Florida homeowner Alejandro Otero reported that a metal object weighing about 1 kg crashed into the roof of his house and pierced two floors. Presumably, this is a fragment of a garbage container thrown off the ISS in 2021.

Fragment of space debris fell on a house in Florida. Source: Alejandro Otero

The incident occurred on March 8. According to the security camera, the fragment crashed into the house at 2:34 p.m. local time. According to the US Space Command, just five minutes earlier, a fragment of space debris entered the Earth’s atmosphere over the Gulf of Mexico. It was on a trajectory leading to southwest Florida. So it is almost certain that the object that fell on the house is one of its unburned fragments.

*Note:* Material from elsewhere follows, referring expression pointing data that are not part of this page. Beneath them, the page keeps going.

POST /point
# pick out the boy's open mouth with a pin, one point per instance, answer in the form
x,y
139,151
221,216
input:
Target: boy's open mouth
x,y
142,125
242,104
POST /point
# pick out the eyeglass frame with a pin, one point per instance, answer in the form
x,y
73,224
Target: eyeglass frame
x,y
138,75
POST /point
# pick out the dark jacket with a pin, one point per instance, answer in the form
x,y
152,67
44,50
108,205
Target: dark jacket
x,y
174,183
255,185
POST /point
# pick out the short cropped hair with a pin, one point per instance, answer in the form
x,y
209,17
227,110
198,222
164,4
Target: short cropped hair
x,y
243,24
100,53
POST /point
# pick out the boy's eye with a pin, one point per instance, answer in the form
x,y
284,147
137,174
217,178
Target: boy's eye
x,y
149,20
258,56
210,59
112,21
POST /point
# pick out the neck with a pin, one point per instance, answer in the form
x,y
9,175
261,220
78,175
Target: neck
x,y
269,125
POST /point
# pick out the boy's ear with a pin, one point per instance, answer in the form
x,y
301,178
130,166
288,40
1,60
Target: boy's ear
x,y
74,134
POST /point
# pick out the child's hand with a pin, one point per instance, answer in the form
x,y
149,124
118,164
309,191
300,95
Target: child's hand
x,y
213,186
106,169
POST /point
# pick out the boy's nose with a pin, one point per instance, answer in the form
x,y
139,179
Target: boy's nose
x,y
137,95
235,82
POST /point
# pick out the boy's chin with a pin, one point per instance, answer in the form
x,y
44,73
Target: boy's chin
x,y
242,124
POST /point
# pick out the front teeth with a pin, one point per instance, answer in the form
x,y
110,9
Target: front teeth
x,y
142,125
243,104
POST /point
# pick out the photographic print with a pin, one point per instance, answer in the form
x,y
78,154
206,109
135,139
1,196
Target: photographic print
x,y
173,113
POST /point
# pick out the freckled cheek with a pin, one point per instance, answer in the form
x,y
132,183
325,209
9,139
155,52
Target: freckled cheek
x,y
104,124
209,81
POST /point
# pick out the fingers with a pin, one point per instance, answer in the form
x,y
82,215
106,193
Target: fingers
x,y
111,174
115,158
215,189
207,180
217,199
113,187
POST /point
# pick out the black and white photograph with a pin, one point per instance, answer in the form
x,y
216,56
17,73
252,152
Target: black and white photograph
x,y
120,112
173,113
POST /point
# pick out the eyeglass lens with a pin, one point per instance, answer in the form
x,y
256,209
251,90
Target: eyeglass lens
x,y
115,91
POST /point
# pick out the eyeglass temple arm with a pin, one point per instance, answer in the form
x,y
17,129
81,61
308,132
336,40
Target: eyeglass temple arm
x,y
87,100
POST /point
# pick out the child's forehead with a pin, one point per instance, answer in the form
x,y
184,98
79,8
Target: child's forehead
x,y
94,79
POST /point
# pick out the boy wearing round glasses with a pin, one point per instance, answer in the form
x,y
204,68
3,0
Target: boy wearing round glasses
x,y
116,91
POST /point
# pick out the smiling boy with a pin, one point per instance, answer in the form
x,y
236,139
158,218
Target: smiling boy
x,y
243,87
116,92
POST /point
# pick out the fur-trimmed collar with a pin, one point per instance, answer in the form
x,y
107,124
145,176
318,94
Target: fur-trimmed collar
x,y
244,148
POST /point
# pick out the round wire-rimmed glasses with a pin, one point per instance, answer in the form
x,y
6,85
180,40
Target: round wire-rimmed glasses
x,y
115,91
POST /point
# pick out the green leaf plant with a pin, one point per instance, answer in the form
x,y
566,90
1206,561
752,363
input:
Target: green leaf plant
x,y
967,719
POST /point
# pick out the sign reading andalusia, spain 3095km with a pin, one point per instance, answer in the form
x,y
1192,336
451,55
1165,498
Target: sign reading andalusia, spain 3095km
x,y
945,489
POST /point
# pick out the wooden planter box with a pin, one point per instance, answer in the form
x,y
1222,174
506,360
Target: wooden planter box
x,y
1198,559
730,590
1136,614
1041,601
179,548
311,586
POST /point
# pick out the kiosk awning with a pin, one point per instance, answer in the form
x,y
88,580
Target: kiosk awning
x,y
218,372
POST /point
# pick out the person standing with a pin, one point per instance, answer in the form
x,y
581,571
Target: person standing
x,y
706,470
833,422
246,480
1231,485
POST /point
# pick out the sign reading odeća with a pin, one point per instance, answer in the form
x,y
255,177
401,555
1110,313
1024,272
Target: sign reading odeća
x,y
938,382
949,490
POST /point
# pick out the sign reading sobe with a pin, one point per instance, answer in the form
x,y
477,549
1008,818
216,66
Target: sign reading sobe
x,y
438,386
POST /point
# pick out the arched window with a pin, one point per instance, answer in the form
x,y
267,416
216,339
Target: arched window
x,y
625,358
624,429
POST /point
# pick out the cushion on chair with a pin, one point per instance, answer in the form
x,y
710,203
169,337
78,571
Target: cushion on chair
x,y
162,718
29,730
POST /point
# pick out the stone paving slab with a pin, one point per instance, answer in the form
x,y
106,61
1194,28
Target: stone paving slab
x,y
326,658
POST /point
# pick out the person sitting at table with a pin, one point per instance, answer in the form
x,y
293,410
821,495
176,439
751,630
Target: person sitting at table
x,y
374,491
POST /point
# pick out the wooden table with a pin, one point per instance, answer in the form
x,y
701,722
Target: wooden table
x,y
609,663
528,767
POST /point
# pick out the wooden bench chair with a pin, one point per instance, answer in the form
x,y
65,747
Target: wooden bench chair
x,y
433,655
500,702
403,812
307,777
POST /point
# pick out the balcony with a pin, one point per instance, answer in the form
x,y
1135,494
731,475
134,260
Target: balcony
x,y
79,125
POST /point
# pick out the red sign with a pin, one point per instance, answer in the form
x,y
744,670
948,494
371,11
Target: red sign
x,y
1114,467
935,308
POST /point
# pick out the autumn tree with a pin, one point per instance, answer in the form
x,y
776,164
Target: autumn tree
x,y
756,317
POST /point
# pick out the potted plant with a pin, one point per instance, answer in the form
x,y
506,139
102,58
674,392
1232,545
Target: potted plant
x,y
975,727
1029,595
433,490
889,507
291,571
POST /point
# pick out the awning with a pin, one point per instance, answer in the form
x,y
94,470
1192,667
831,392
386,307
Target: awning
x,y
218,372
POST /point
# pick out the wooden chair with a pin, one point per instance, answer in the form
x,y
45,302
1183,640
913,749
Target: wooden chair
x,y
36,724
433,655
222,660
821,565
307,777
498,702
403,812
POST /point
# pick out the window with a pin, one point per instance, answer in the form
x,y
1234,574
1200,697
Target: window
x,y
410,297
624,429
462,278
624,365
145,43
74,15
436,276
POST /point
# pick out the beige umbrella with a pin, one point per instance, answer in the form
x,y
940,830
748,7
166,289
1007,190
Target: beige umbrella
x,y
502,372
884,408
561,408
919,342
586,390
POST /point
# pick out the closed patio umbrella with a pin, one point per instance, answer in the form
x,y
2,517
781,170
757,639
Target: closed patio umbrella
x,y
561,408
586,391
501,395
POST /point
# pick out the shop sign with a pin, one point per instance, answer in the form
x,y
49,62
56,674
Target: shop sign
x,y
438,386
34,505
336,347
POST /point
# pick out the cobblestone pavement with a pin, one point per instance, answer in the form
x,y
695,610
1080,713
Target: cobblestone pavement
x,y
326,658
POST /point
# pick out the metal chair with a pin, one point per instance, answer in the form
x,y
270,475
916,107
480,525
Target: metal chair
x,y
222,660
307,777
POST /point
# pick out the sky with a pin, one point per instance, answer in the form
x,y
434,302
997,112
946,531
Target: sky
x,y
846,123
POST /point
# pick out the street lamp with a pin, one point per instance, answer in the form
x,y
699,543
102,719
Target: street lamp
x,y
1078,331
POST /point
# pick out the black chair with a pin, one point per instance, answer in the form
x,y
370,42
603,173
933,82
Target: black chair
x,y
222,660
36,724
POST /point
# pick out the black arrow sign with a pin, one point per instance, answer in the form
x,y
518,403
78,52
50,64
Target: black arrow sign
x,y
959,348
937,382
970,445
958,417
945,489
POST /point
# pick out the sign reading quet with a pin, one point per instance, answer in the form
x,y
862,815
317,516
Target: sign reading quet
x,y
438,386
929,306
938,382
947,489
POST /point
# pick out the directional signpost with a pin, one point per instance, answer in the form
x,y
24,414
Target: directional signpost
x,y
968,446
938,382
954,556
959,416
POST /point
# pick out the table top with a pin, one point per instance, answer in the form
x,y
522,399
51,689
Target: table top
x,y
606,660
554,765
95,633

The source of this debris is the ISS. In 2021, NASA threw out a 2.9-ton pallet loaded with spent nickel-hydrogen batteries from the station. The Canadarm2 manipulator arm was used to throw it off. Since the pallet had no engines, in the following years it declined uncontrollably until it entered the Earth’s atmosphere. 

A pallet with spent batteries thrown from the ISS. Source: NASA

Of course, much larger fragments of space debris, such as spent rocket stages and satellites, regularly fall to Earth from space. However, due to design features, fragments of batteries have a much greater chance of surviving atmospheric entry. Even before the pallet fell, astrophysicist and satellite spotter Jonathan McDowell predicted that up to half a ton of debris from the ISS would reach the Earth’s surface. But NASA was of the opinion that the pallet would almost completely burn up in the atmosphere. In the end, McDowell was right.

It is worth noting that initially NASA was not going to just throw away such a large cargo from the ISS. It was planned to use the HTV supply spacecraft for its disposal. However, this was prevented by the accident that occurred in 2018, which happened during the launch of the Soyuz MS-10 mission. It led to disruption of the schedule of spacewalks and replacement of the ISS batteries. As a result, HTV flew to Earth empty, and NASA had to find another way to get rid of the debris.

A hole left by a fallen piece of space debris. Source: NASA

Apparently, now the aerospace administration will have to pay some kind of compensation to the owner of the house. It is reported that NASA experts have already taken the fragment for analysis.